Quelle douceur de se sentir protégée dans le cocon de l’eau.
J’avais deux achats à faire dans Paris. Je n’ai pas pris le métro. Je marche le plus rapidement possible pour perdre encore plus de calories.
J’ai sauté le déjeuner, je n’ai pas mangé ce matin, tout va bien…
Je suis légère et belle.
X m’a appelée, il veut m’inviter à « manger » mardi midi. Je lui mens : « prenons plutôt un café, j’ai une réunion jusqu’à 13h. » Je ne peux pas manger au restaurant le midi, c’est trop compliqué … Vomir le midi, au resto, c’est du stress en trop.
J’ai faim. Mon ventre est creux. C’est très bien. Je ne me suis pas pesée ce matin mais hier, j’avais perdu 1,5 kgs par rapport à la semaine dernière. Ça commence à devenir un poids acceptable. La semaine dernière, j’étais grosse… grosse… et grosse…
Pourvu que je ne sois pas grosse demain ! Je serai laide et sexuée. Je veux être belle. N’être plus qu’une âme à peine visible : deux sublimes yeux qui mangent le corps.

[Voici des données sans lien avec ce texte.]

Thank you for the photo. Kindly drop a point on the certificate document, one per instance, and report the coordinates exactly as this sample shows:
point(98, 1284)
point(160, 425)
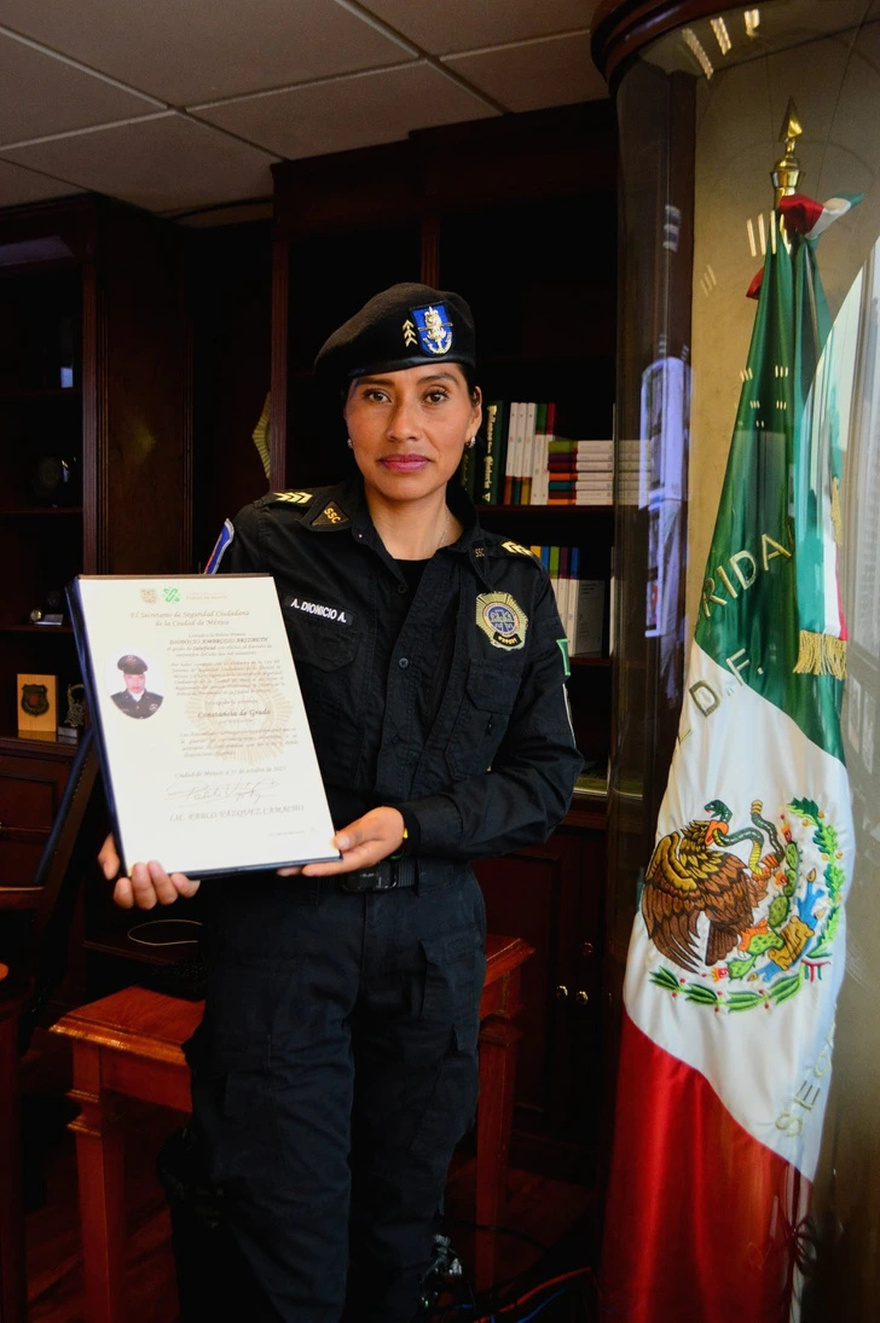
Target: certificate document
point(204, 741)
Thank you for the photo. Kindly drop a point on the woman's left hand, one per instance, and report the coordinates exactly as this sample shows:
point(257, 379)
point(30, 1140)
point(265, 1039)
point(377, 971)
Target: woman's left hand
point(363, 843)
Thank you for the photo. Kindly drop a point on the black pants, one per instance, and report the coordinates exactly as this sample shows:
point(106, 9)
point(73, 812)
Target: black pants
point(334, 1073)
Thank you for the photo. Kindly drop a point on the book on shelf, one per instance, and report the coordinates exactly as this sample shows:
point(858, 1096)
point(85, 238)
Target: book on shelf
point(511, 455)
point(523, 462)
point(527, 455)
point(580, 601)
point(592, 782)
point(494, 453)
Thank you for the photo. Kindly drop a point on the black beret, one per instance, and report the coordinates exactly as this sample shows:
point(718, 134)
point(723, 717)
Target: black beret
point(131, 664)
point(402, 327)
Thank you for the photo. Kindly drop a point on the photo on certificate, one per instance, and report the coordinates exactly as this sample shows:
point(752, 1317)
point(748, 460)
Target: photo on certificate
point(204, 741)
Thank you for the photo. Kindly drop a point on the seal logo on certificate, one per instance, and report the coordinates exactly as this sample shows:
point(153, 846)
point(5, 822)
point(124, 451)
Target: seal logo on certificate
point(224, 775)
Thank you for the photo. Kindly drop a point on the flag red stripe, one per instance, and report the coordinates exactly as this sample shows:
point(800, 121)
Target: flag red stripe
point(699, 1216)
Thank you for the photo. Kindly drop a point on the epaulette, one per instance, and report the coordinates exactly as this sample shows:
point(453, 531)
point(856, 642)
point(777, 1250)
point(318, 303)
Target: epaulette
point(287, 498)
point(518, 549)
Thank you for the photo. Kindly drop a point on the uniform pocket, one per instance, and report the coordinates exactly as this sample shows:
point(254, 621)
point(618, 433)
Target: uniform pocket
point(330, 668)
point(483, 715)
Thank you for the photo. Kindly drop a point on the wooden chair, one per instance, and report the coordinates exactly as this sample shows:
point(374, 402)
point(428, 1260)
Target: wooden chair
point(24, 991)
point(130, 1045)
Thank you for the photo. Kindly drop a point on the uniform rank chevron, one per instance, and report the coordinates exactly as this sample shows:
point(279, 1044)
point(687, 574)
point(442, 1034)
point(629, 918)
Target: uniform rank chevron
point(737, 947)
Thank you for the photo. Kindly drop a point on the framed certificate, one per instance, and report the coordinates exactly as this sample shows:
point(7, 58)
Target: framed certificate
point(204, 742)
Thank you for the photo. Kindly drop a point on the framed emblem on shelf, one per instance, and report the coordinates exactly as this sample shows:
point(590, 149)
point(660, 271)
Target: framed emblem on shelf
point(37, 705)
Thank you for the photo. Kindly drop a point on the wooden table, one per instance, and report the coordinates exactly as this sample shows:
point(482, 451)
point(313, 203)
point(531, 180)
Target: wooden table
point(130, 1045)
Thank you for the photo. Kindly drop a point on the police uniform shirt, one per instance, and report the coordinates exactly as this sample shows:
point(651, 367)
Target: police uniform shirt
point(447, 703)
point(142, 707)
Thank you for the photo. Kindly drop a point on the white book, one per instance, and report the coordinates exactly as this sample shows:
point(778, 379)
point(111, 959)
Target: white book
point(589, 617)
point(528, 454)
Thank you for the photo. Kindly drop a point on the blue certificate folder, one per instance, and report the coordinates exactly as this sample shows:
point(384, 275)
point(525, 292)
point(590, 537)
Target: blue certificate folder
point(203, 736)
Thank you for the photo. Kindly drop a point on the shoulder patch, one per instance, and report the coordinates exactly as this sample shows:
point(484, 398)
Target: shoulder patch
point(516, 549)
point(502, 619)
point(226, 535)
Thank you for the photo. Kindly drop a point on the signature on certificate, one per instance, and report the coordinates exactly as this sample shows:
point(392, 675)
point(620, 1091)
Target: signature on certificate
point(233, 791)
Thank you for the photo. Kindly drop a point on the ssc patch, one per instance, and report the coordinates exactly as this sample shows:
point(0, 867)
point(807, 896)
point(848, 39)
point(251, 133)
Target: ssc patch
point(327, 613)
point(502, 619)
point(434, 330)
point(330, 516)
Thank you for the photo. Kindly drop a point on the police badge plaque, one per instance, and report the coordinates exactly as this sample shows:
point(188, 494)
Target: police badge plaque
point(204, 744)
point(37, 705)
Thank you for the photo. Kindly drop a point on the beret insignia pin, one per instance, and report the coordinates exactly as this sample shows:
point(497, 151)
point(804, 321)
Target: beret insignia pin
point(434, 328)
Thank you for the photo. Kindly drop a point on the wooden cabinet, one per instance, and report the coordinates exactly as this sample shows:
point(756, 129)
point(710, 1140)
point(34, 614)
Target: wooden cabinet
point(94, 417)
point(94, 466)
point(32, 781)
point(519, 214)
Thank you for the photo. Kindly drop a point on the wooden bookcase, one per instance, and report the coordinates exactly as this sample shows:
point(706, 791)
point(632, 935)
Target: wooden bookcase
point(94, 465)
point(519, 214)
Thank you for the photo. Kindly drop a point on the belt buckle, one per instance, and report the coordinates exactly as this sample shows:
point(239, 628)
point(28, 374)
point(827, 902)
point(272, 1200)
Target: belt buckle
point(371, 879)
point(361, 880)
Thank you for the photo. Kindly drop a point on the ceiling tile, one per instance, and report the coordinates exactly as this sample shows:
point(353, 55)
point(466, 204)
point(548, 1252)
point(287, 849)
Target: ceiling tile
point(166, 163)
point(204, 49)
point(469, 24)
point(347, 113)
point(40, 94)
point(20, 185)
point(535, 74)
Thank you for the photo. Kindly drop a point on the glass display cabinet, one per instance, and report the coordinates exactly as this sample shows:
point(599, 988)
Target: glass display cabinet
point(721, 111)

Je ne peux pas encore m’acheter de nouveaux vêtements, je suis encore trop grosse. Tant de lipides sur mon ossature me donnent la nausée. J’ai vu, l’autre jour, le dessin d’un squelette, gracile et dansant. C’était une sanguine, le mouvement de la main était vraiment beau… Mon pouce est si fin qu’il possède presque ce charme volatile que j’aimerais mien.
C m’a dit que j’étais belle, je ne le crois pas. Si c’était vrai, M m’aimerait… C m’a dit que j’étais intelligente. Peut-être…
Léa m’a dit qu’il fallait que je trempe les gâteaux un peu trop secs, comme les petits beurres, dans du lait chaud pour mieux les rendre. Je lui ai dit merci, je voulais tellement en manger.
Je suis allée faire mes achats de crise. C’était, comme toujours, très compliqué, mais j’ai fini par acheter les mêmes victuailles que d’habitude : tarama, couscous, crèmes au chocolat, blinis, coca light pour faire passer, lait, quiche, boite de pois chiche, quatre sandwichs jambon-fromage, un quatre quart…
Je suis tombée en arrêt devant un pot de Nutella, j’ai très longuement hésité, mais le Nutella se vomit très mal.
J’ai également acheté le repas que je garderai : quatre compotes de pomme allégées, une bouteille de Contrex, de la soupe de légumes bio en bocal.

J’ai fait ma crise…
Attablée, seule… Tous mes achats exposés devant ma bouche, un sac poubelle par terre pour jeter les emballages au fur et à mesure que je vide les paquets.
J’avale, j’engloutis. C’est interdit ! C’est si bon de manger comme on me l’interdit. Mais qui me l’a interdit ? La Beauté ! La Beauté me l’a interdit. Elle m’interdit le plaisir. Mon ventre se remplit, il se gorge et devient laideur. Je suis laide, grosse et faible. Je regarde le vide. Ma main se rue sur un sandwich pendant que j’avale sans mâcher un blini baigné de tarama. Je bois du lait. Je bois du coca light.
Je ne peux tout finir, je ne peux plus rien entreposer dans mon ventre. Il faut pourtant tout vider, ne rien garder .J’essaie encore d’avaler quelques bouchées, de finir le pot de pois chiche froids. Rien à faire… Je jette ce qui reste dans la poubelle en ayant soin de le recouvrir de cendres de cigarette et de liquide vaisselle. Je ne dois pas être tentée d’aller chercher la nourriture dans la poubelle.
J’ai mal au ventre. Le plus dur reste à venir. Ça va : il me reste 10 minutes. Je vomis parfaitement bien 10 minutes après le repas. Je fume une cigarette.
Ça y est, direction les toilettes. J’allume la télé pour masquer le bruit des hauts le cœur. C’est juste pour que les voisins ne m’entendent pas.
Je vomis. J’enfonce l’index et le majeur dans ma gorge : par un va et vient saccadé et instinctif, qui arrache mon palais, je vomis.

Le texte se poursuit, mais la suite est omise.